During Thursday's Asian trading session, stock index futures posted modest gains. Nasdaq and S&P 500 futures rose by 0.1 percent, while EUROSTOXX 50 futures advanced by 0.2 percent. Market participants are now closely eyeing a key economic release from the United States that could have significant implications for future monetary policy.
Later today, attention will shift to the latest U.S. employment data. Economists expect the economy to have added around 110,000 jobs in June, with the unemployment rate ticking up to 4.3 percent. However, uncertainty looms after a surprising drop in private-sector employment — the first in two years — cast doubt on the labor market's momentum.
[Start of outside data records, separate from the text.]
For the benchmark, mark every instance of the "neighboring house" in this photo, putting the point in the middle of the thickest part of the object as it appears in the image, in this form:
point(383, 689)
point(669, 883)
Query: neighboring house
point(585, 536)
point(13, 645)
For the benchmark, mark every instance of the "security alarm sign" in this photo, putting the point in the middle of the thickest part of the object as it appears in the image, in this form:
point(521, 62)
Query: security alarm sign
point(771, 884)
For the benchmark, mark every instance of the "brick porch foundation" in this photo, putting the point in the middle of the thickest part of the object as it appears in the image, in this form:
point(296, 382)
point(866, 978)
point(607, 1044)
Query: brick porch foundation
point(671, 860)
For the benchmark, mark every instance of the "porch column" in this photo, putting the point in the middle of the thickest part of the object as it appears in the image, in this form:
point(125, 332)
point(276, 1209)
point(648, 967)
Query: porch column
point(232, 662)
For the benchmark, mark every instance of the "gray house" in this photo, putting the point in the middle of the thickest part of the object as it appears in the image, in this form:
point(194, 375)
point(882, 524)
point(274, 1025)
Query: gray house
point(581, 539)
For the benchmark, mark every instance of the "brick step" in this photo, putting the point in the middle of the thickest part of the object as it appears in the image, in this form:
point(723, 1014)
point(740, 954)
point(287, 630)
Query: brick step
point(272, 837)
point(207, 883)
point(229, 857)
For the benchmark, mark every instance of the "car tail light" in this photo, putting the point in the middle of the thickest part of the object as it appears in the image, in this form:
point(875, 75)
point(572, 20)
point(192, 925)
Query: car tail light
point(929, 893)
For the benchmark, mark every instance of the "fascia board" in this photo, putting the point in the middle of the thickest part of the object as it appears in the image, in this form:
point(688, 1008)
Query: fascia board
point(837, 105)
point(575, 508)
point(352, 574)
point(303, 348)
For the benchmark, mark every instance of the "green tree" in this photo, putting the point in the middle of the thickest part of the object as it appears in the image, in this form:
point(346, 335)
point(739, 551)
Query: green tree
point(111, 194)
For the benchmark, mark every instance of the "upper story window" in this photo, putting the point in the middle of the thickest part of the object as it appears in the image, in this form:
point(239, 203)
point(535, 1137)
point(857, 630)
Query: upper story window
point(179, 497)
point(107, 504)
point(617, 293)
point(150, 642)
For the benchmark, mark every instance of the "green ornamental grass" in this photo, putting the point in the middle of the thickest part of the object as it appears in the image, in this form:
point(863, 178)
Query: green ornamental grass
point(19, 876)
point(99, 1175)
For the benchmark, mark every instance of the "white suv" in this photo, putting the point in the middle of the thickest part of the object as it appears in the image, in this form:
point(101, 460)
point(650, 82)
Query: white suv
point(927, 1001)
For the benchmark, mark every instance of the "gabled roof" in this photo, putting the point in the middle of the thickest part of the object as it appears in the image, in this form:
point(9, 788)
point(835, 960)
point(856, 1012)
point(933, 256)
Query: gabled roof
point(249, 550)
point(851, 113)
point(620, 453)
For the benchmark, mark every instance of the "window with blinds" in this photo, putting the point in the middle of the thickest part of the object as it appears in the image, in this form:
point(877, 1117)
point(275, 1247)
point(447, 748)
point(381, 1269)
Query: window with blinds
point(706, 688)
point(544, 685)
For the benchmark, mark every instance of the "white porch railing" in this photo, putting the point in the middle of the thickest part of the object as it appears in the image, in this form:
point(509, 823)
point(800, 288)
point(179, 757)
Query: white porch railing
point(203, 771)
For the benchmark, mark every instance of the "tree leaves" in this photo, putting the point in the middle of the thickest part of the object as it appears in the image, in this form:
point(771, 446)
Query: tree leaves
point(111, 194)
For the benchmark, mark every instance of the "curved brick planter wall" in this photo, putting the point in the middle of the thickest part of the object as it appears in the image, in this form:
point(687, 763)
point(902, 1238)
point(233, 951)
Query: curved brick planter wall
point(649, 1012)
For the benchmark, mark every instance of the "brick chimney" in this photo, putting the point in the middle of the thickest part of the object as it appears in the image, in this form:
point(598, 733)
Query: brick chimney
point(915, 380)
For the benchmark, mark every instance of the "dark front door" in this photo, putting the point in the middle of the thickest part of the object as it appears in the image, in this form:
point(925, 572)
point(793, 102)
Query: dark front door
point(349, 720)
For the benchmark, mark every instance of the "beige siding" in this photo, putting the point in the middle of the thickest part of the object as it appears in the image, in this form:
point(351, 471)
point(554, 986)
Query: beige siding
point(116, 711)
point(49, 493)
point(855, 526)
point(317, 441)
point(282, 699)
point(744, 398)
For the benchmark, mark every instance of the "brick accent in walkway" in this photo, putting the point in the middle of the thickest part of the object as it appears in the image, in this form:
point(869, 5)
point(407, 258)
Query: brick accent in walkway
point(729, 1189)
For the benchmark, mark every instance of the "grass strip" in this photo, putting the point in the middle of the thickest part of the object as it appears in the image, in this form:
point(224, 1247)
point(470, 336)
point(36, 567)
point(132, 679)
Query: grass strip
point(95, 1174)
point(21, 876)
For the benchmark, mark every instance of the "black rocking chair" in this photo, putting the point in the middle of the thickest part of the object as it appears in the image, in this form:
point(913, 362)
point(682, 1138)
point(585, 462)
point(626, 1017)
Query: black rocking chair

Futures linked to U.S. interest rates currently suggest only a 25 percent chance that the Federal Reserve will ease policy at its upcoming meeting. The central bank has so far resisted any cuts this year, maintaining a tight stance — a position that has once again drawn sharp criticism from President Donald Trump.
Trump has repeatedly demanded that Fed Chair Jerome Powell resign, accusing him of inaction as borrowing costs remain elevated. The president argues that interest rates should be slashed to just 1 percent, well below the current target range of 4.25 to 4.5 percent, especially amid signs of economic cooling.
A new survey by UBS released Thursday reveals growing concern among global reserve managers. Two-thirds believe the Fed's independence is at risk, and nearly half fear that a weakening rule of law in the United States could have long-term consequences for asset allocation strategies.
The U.S. government bond market remained on edge Thursday as traders braced for a key labor report. A disappointing employment release could trigger a notable drop in yields. Anticipating such a scenario, the yield on 10-year Treasury notes declined by 3 basis points to 4.265 percent, while 2-year notes slipped by 2 basis points to 3.772 percent.
The U.S. dollar hovered just above a three-year low, inching up 0.1 percent on the day to 96.872 on the index. The British pound fell a further 0.1 percent to 1.3626 dollars, extending the previous day's sharp 0.8 percent decline. The drop followed cooling concerns about the future of Finance Minister Rachel Reeves, which had earlier weighed heavily on the currency.
Investor anxiety over Britain's fiscal direction intensified after the government walked back proposed welfare reforms. The decision sparked a surge in gilt yields, which at one point jumped nearly 23 basis points — the sharpest rise since October 2022 — as markets reacted to fears of deteriorating fiscal discipline.
Oil markets saw a modest retreat after a dramatic 3 percent overnight jump, prompted by Iran's decision to suspend cooperation with the United Nations nuclear watchdog. U.S. crude futures slipped by 0.7 percent to 66.93 dollars per barrel, while Brent dropped by 0.8 percent on the day.
Precious metals followed the broader trend, with gold ticking down 0.1 percent to trade at approximately 3352 dollars per ounce.